Dieses komplizierte Zusammenspiel auf globaler Ebene beinhaltete einerseits extraktivistische Ströme und Beziehungen – völkermörderische Vertreibungen und eine massive Ausbeutung von Arbeitskräften und Ressourcen. Andererseits, so unsere These, trug dieses Zusammenspiel dazu bei, ein immer perfekteres Wissen über Navigation und Schiffbau zu schaffen: materielle und immaterielle Infrastrukturen der Mobilität, die einen vernetzten Extraktivismus ermöglichten.
Wir argumentieren, dass Extraktivismus in Verbindung mit Mobilität ein ausbeuterisches Wirtschaftsystem hat entstehen lassen, das zur Zerstörung von Böden, der Atmosphäre, von Lebensräumen und Gesellschaften geführt hat und in der heutigen Klimakrise gipfelt. Wir schlagen daher vor, Extraktivismus und Mobilität als untrennbar miteinander verbunden zu betrachten – und genau diese Verbindung als konstitutiv für die kapitalistische Weltwirtschaft zu begreifen. Um die extraktivistischen Beziehungen zwischen den Menschen sowie zwischen Mensch und Natur zu überwinden, müssen wir notwendigerweise die Verwobenheit von Extraktivismus und Mobilität auflösen, Mobilitätsmuster verändern, die den Extraktivismus untermauern, ermöglichen und fördern, und uns über nicht-extraktive Mobilitäten Gedanken machen.

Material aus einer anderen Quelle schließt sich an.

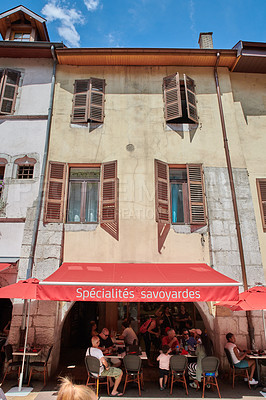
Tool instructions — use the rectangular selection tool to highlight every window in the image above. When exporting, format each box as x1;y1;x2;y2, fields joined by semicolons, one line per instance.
257;179;266;232
163;73;198;124
0;69;21;115
0;165;5;199
67;168;100;223
71;78;105;124
44;161;119;240
155;160;206;253
15;156;36;179
13;32;31;41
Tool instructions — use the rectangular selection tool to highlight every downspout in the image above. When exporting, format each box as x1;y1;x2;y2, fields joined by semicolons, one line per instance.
214;53;255;348
21;45;57;331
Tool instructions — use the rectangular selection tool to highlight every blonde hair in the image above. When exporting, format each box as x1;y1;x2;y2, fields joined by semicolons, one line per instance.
57;377;97;400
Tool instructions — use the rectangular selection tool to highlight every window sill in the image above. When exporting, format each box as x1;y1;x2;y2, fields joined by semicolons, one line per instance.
64;223;98;232
172;224;207;234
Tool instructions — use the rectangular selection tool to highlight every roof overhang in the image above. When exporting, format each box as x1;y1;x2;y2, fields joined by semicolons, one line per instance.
0;41;65;58
55;47;237;68
232;41;266;73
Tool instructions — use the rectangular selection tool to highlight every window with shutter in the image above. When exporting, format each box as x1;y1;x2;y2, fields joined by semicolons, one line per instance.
257;179;266;232
163;73;198;124
44;162;67;223
100;161;119;241
71;78;105;124
0;69;20;115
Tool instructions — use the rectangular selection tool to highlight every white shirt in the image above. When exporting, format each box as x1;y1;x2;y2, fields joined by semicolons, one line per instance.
122;327;138;345
225;342;239;365
86;347;104;375
157;353;171;370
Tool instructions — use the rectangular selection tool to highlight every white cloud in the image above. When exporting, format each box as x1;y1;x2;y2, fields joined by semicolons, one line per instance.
189;0;196;36
42;1;84;47
105;32;122;47
84;0;101;12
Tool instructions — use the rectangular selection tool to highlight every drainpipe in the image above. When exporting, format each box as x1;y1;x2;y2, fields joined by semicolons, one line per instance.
214;53;255;349
21;45;57;332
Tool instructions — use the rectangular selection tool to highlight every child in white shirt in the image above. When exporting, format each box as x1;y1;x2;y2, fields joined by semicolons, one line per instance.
157;345;171;390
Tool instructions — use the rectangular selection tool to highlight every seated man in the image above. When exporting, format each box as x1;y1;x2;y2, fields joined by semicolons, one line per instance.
188;329;201;350
86;336;123;396
119;320;138;346
225;332;258;385
98;328;114;352
179;328;190;349
161;329;179;352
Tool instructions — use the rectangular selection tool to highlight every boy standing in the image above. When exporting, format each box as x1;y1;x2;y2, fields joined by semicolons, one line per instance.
157;345;171;390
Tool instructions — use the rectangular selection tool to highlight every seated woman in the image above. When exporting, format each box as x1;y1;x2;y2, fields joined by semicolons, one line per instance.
225;332;258;385
188;333;213;389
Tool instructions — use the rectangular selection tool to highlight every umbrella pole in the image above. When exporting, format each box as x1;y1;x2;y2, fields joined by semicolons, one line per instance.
18;299;31;391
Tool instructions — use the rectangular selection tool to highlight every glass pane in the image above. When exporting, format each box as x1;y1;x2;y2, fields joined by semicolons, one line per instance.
4;85;15;100
171;183;184;223
68;182;82;222
6;71;18;85
85;182;98;222
70;168;100;180
1;100;12;114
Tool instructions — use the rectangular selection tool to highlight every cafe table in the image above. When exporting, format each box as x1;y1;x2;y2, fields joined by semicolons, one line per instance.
105;351;148;360
13;348;42;382
247;352;266;383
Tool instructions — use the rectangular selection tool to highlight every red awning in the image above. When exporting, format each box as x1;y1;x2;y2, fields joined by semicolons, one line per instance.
38;262;240;302
0;263;11;272
216;286;266;311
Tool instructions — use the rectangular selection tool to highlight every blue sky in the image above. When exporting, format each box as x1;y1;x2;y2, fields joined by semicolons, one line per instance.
1;0;266;48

Das Gegenteil von Nachhaltigkeit
Wir sehen Extraktivismus als ein Machtverhältnis, das die Ausbeutung menschlicher und natürlicher Ressourcen ermöglicht und die Reproduktion und Regeneration dieser Ressourcen vernachlässigt – also als das Gegenteil von Nachhaltigkeit: Er läuft den Kernprinzipien von Effizienz, Konsistenz und Suffizienz zuwider. Im Einklang mit einem umfassenden Verständnis der extraktivistischen Ströme und Beziehungen nehmen wir bewusst ein breites, ganzheitliches Verständnis von Mobilität an, das vielfältige Bewegungen einschließt – von Zwangsvertreibung über Care-Migration und Pendelströmen bis hin zur Mobilität von Waren und Ideen und der Mobilität von Wissen bei der Arbeit (für und) gegen Extraktivismus.

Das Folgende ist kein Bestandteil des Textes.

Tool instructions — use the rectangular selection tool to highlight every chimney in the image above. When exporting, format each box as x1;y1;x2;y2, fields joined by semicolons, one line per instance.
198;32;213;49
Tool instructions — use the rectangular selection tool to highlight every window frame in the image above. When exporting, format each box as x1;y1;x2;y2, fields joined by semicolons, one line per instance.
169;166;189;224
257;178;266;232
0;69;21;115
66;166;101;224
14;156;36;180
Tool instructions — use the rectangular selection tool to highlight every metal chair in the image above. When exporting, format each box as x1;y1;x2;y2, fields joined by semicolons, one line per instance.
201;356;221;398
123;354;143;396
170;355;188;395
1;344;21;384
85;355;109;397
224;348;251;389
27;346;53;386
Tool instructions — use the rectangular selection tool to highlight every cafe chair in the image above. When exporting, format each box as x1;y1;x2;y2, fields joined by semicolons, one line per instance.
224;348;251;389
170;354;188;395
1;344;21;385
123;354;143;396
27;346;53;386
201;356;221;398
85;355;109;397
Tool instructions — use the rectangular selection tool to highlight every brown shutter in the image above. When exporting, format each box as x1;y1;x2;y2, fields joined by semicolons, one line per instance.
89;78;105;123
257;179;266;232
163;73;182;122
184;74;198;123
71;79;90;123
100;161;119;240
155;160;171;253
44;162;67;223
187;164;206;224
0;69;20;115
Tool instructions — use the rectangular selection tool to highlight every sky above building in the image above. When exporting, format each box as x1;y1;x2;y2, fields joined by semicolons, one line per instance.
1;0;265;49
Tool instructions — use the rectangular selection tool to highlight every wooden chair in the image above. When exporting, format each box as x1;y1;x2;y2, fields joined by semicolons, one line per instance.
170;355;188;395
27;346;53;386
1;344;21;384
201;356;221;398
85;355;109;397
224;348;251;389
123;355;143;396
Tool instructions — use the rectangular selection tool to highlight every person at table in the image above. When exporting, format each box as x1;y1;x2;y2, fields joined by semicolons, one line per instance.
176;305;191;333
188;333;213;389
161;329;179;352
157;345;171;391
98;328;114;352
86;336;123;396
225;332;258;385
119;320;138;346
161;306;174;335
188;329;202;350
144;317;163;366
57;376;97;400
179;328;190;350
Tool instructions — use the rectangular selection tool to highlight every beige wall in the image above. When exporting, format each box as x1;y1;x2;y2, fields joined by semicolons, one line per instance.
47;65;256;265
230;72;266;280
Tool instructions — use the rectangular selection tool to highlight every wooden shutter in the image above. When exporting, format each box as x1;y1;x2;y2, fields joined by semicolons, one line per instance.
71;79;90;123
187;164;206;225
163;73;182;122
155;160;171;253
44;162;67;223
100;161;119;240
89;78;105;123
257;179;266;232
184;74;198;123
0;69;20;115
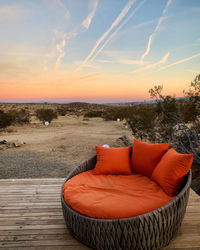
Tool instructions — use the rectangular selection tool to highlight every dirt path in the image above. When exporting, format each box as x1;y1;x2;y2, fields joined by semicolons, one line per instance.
0;115;133;178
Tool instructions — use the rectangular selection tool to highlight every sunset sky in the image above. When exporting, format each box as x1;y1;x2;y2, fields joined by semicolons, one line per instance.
0;0;200;103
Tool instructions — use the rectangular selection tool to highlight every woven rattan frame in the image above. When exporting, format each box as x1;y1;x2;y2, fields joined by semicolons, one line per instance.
61;155;191;250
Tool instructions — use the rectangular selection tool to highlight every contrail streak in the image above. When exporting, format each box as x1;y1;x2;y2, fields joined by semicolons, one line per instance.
75;0;137;71
90;0;145;63
132;52;170;73
157;53;200;72
54;0;98;70
82;0;98;29
140;0;173;61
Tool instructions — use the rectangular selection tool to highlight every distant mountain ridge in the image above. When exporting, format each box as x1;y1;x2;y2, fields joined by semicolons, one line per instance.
104;100;156;106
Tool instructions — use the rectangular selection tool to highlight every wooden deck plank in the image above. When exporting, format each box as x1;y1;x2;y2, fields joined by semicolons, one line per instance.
0;229;70;236
0;212;63;218
0;178;65;183
1;247;89;250
0;239;87;247
0;178;199;249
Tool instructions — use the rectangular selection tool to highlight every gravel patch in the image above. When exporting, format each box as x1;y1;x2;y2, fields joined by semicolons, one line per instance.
0;151;70;178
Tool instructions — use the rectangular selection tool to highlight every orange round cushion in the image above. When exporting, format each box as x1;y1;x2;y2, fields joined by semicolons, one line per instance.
151;148;193;196
93;146;132;175
63;170;174;219
131;139;170;177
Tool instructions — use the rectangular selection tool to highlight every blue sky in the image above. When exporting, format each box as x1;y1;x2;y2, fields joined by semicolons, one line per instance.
0;0;200;102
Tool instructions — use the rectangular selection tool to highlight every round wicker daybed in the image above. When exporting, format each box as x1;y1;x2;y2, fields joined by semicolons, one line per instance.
61;155;191;250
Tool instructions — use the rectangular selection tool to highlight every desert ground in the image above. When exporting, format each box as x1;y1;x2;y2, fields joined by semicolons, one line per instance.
0;102;199;196
0;113;133;178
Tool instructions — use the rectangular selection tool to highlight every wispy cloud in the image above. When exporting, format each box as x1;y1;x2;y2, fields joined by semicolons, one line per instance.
76;0;137;71
132;52;170;73
140;0;173;61
120;59;145;65
117;18;156;38
55;40;66;70
82;0;98;29
52;0;98;70
96;59;113;63
75;60;100;69
81;63;100;69
89;0;145;63
43;0;70;21
156;53;200;72
163;0;173;14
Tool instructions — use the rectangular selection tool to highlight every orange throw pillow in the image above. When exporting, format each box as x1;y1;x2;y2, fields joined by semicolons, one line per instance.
131;139;170;177
151;148;193;196
93;146;132;175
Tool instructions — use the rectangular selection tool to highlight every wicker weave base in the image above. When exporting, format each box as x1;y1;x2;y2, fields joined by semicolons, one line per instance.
61;155;191;250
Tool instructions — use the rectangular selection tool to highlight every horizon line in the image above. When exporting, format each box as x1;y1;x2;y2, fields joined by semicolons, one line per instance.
0;96;186;105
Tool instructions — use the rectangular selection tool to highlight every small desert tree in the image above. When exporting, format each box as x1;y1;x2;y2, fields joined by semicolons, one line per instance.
127;75;200;163
149;79;200;163
181;101;198;123
147;85;182;143
149;85;179;125
182;74;200;122
183;74;200;102
36;109;57;124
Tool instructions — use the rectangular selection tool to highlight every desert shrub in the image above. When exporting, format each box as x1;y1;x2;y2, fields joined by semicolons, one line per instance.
102;109;121;121
181;101;199;123
0;110;13;128
102;106;136;121
9;109;30;124
36;109;58;123
84;110;104;118
57;108;66;116
126;105;157;140
160;96;178;124
57;106;69;116
149;86;179;125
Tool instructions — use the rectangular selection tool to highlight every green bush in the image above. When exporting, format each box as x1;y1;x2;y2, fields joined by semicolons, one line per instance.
0;110;13;128
126;105;156;140
102;106;136;121
57;106;68;116
181;101;199;123
84;110;104;118
102;110;119;121
36;109;58;123
9;109;30;124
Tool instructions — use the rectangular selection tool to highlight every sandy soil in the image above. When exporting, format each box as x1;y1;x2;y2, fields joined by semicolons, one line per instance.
0;115;133;178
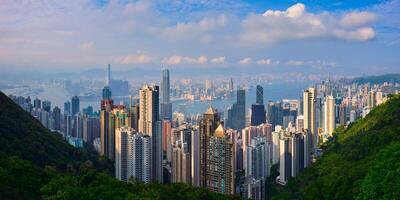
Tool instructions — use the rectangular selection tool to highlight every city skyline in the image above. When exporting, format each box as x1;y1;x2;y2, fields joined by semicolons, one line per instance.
0;0;399;77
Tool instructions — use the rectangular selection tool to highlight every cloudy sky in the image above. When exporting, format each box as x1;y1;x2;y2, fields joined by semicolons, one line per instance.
0;0;399;76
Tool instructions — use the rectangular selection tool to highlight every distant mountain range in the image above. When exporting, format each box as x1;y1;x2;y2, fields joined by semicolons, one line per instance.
352;73;400;85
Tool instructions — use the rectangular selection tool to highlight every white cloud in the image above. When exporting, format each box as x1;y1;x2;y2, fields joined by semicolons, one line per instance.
115;54;154;64
239;57;252;64
341;11;377;27
163;55;208;65
256;58;272;65
211;56;226;64
240;3;376;44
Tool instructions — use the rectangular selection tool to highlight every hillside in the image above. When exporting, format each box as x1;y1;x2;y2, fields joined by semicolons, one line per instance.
271;94;400;200
352;74;400;85
0;91;237;200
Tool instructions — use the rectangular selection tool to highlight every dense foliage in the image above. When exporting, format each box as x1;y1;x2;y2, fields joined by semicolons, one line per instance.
0;91;237;200
270;94;400;200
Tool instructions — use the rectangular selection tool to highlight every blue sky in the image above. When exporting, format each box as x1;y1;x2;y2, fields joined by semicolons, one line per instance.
0;0;399;76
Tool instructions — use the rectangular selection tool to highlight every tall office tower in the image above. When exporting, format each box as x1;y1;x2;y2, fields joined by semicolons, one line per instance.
271;131;281;165
63;114;72;136
138;85;162;183
162;120;171;153
52;106;61;131
251;105;266;126
42;100;51;112
33;98;41;109
64;101;71;115
339;104;347;125
107;64;111;86
278;136;291;185
245;137;271;179
296;115;304;132
267;101;283;129
129;102;139;131
229;89;246;131
367;90;376;108
191;128;200;187
171;141;191;184
303;88;317;152
290;133;303;177
102;86;112;100
115;127;133;181
71;96;80;116
206;124;235;195
199;106;222;188
83;116;100;143
256;85;263;105
324;96;335;137
229;78;234;93
160;69;172;120
74;113;84;138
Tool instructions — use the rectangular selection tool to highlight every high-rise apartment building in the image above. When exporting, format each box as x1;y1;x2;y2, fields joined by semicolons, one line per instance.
199;106;222;188
206;124;235;195
138;85;162;183
324;96;335;137
303;88;317;152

Ausgehend von diesem ganzheitlichen Verständnis von Mobilität schlagen wir zwei Hauptwege vor, auf denen Extraktivismus und Mobilitäten miteinander verwoben sind. Erstens ist die Mobilität ein entscheidender Ermöglicher des Extraktivismus, indem sie Arbeitskräfte für extraktive Industrien mobilisiert und Orte der Extraktion mit Orten des Konsums und der Kapitalakkumulation verbindet. Wir bezeichnen dies als Mobilitäten des Extraktivismus. Zweitens erzeugt die Mobilität selbst einen Bedarf an Extraktion und produziert ausgedehnte und vernetzte Landschaften der Extraktion im Dienste von immer weiter expandierenden mobilitätsbezogenen Industrien und Infrastrukturen, der extraktivistischen Mobilitäten.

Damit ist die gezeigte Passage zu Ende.